The question really threw me. Despite being a health professional, my business had propelled me head first into the entrepreneurial world, and I had become used to the space where the only thing standing in the way of something being achieved, was me just getting it done…as quickly as possible!

So although I could throw together a new website, build a sales funnel or set up an email automation with a few hours in a café, I was suddenly acutely aware that the credibility of being ‘published’, in an academic’s eyes, would likely always elude me.

Every industry needs academics. These are the people who create, test and report on aspects of all that we do to ensure that we practice our profession with strategies that are proven, safe and effective. Research is slow, painstaking, detailed and…did I mention slow?

Every industry also needs entrepreneurs. They take ideas and not only make them reality, but make them financially viable and self funding. Entrepreneurs move fast, testing their ideas on the real world as they go. Did someone say ‘human guinea pig’?

Academics and entrepreneurs are polar opposites in terms of their funding models, motivations, timelines and definitions of success, yet the opportunity seeker inside of me wonders what magic could happen if we could better integrate, and even intersect the two.

The entrepreneur’s product or service is infinitely more compelling if it has research evidence supporting it. The academic’s research findings are really only useful to the world if they can be wrapped around a sustainable business model.

The potential of crossing the academic with the entrepreneur has made me incredibly excited, so soon I will be meeting with leading researchers at Melbourne University to discuss their ground breaking research into knee arthritis, and explore ways that my expertise could intersect with theirs to scale best practice management to the world.
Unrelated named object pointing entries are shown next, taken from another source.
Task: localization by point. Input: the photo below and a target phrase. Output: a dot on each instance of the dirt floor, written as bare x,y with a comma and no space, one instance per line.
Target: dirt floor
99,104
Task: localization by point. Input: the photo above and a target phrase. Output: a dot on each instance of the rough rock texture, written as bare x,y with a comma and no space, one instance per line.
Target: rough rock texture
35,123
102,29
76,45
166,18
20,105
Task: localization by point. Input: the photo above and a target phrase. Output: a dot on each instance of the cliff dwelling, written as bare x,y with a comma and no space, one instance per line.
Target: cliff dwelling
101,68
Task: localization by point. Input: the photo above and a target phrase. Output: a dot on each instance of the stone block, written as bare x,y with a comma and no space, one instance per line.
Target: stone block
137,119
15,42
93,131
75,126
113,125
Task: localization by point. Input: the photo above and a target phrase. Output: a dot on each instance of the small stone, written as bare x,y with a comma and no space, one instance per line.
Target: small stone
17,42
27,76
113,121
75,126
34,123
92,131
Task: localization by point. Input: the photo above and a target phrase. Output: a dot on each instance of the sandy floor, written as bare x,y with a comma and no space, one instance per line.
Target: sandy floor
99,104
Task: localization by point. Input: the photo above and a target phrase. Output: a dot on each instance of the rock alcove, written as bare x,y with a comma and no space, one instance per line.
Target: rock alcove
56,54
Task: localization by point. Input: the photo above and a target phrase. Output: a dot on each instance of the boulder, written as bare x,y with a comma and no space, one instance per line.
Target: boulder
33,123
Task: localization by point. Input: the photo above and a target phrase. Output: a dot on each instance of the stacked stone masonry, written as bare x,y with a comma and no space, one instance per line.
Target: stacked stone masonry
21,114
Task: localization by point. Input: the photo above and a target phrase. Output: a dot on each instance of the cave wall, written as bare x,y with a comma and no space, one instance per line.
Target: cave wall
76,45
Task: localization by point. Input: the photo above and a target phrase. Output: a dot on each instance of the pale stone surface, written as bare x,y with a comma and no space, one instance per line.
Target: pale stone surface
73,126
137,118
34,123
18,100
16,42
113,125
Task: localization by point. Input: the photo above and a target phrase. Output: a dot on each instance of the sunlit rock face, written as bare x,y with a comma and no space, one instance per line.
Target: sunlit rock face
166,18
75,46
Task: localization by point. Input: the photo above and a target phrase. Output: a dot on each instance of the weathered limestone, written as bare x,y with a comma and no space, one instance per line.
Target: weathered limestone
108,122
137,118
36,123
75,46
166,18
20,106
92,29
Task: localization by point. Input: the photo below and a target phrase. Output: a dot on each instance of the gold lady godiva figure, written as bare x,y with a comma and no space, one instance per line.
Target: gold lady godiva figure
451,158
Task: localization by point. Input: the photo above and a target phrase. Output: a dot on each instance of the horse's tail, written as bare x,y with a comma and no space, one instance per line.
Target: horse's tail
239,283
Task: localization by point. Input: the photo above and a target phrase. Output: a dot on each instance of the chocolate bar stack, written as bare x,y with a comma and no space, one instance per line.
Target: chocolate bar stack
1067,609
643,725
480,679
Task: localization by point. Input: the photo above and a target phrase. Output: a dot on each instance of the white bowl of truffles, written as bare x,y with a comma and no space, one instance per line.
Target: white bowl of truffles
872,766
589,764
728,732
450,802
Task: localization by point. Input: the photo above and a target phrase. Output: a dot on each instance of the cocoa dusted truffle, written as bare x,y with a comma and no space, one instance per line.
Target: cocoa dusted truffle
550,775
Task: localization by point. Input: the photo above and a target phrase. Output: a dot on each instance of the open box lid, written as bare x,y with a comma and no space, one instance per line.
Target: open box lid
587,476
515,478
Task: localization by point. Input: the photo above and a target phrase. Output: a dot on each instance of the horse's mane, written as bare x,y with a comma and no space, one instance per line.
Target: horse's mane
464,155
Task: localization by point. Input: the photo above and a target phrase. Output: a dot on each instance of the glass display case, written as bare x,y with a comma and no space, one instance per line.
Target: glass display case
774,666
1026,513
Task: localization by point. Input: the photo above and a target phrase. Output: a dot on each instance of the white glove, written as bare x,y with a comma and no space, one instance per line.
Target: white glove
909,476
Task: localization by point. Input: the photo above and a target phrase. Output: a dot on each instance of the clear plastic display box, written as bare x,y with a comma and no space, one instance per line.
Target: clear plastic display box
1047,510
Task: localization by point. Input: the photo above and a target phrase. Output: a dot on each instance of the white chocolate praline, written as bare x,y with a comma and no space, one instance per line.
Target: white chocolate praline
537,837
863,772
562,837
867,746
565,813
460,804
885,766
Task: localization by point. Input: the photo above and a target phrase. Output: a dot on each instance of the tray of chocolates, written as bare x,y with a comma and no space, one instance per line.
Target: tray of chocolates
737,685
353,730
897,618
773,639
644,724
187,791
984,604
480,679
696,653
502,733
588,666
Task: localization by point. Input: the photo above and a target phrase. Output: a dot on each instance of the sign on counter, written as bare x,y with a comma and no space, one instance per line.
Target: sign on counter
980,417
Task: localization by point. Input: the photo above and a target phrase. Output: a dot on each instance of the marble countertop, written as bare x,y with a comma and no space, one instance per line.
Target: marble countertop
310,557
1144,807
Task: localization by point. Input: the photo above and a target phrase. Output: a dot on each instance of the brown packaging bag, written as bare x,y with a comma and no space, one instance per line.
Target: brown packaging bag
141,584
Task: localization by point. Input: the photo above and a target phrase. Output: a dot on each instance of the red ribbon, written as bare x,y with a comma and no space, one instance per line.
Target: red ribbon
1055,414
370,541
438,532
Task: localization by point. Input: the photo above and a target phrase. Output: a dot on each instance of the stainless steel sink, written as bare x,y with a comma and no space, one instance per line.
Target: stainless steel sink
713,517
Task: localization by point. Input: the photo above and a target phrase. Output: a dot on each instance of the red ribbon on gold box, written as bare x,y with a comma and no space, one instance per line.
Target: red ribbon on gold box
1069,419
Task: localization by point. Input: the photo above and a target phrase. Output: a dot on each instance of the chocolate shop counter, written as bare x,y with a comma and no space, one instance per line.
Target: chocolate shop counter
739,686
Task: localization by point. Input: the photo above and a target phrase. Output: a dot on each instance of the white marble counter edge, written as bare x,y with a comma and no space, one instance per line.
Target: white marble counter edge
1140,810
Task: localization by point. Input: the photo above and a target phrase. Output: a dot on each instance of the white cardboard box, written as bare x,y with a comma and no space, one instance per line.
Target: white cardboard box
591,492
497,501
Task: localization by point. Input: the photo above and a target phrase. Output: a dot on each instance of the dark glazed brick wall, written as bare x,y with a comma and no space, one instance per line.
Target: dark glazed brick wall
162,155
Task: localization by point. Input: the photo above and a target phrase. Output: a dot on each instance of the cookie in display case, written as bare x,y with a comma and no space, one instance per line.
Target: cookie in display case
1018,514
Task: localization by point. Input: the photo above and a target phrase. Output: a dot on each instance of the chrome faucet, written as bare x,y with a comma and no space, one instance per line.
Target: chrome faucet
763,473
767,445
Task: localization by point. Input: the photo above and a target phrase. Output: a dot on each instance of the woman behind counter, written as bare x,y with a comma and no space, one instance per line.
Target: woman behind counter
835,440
I would really love to hear about examples of the academic and the entrepreneur intersecting, so I would love you to share any you have come across. It could be teams that work together, or even a single person that has a foot squarely in both camps and is crushing it. I would just love to hear about your experiences.

So what did I say to the lady at the conference dinner?

“No, I’m not published” I said, “but please tell me all about your research”.

I was in the presence of a respected academic, and it was time for me to just shut up and listen.

4 Comments

  1. Silvia Pfeiffer on January 20, 2017 at 10:03 am

    Being from both camps, I must say, it’s really hard. While I was a research scientist, I published papers (not in healthcare, but in computing). My PhD was 300 pages long. Now that I’m an entrepreneur, blog posts and websites are what I do and they are just as hard to get right. I’m a different way. Marketing is hard, so let’s not underestimate each other’s achievements.

    • Karen Finnin on January 23, 2017 at 6:52 am

      I completely agree Silvia.Healthcare will be most successful when we can combine the best of both worlds.

  2. Suzanne Long on July 12, 2017 at 2:08 pm

    Couldn’t agree more with “what magic could happen if we could better integrate, and even intersect the two.” As a physiotherapist that has gone down the PhD route, and taken a sideways step as an entrepreneur, I can say that they do not intersect easily! Thanks for the thoughtful post, it’s good to remember that both paths are worthy and necessary 😉

    • Karen Finnin on March 2, 2018 at 6:13 am

      Thanks so much for your comments Suzanne. I have so much respect for people who have had a foot in both camps! You could not have said it better: ‘both paths are worthy and necessary’.